There wasn’t a ton of advertising as far as signs along the route towards the show, and I don’t know how much was done outside of social media for this one. The market seems to have a large following, so I didn’t worry about it too much, but again, for such a high fee, it seems like there should be some extra promotion going on.

Side note: another slightly annoying thing was that they held my check for weeks before cashing it, which I don’t understand and is always a little irritating. I mailed the check the first week of August, and they didn’t cash it until after the show. I don’t know if that’s a normal policy, but if it is, it’s really inconvenient.

Location: The fairgrounds were easy to get to—pretty much right off of I-94, and they had the market set up with a petting zoo and pony rides on one side, and a food court, stage, and food truck fleet on the other. There were three rows of tents packed pretty tightly into the main space, however, and with all the room at the fairgrounds, it really seemed like they could have spread the show out a bit more to make loading and unloading much less stressful and congested. Getting out wasn’t a huge problem for us, since we got in right away, but we had to wait for a bit when we got there in the morning, even given the fact that at least half of the tents were already set up, and appeared as if they’d been so since the night before. There were a lot of campers set up on the other side of the barns where the food court was, and it seemed like the market had allowed quite a few people to come and set up the night before. This option wasn’t made clear on the contract, which stated that set-up wouldn’t begin until 7 a.m. the day of the event.

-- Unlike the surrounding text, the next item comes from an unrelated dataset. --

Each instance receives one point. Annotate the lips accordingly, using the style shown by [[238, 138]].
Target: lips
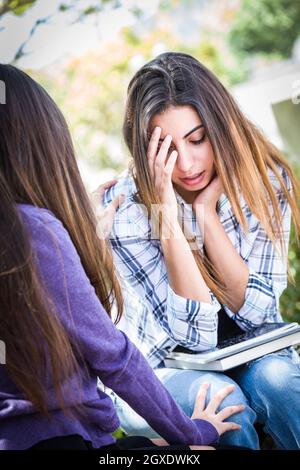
[[194, 179]]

Overall communication wasn’t that great. I filled out a preliminary application on their website, after which they sent me an email with the contract attached. That was pretty much it. They did not email me to confirm acceptance or that they had received my check, and since they didn’t even cash it until after the show, I couldn’t tell whether I was accepted or not that way, either. I also never got any reminders or information the week of the show, which I would assume would be standard for an event this big. The only thing they did was post a map of the show on the Facebook event—I found my name and booth number on that map three or four days before the event. I know what you’re thinking: “if you were that stressed out about it, why not email them?” I probably should have. Next time.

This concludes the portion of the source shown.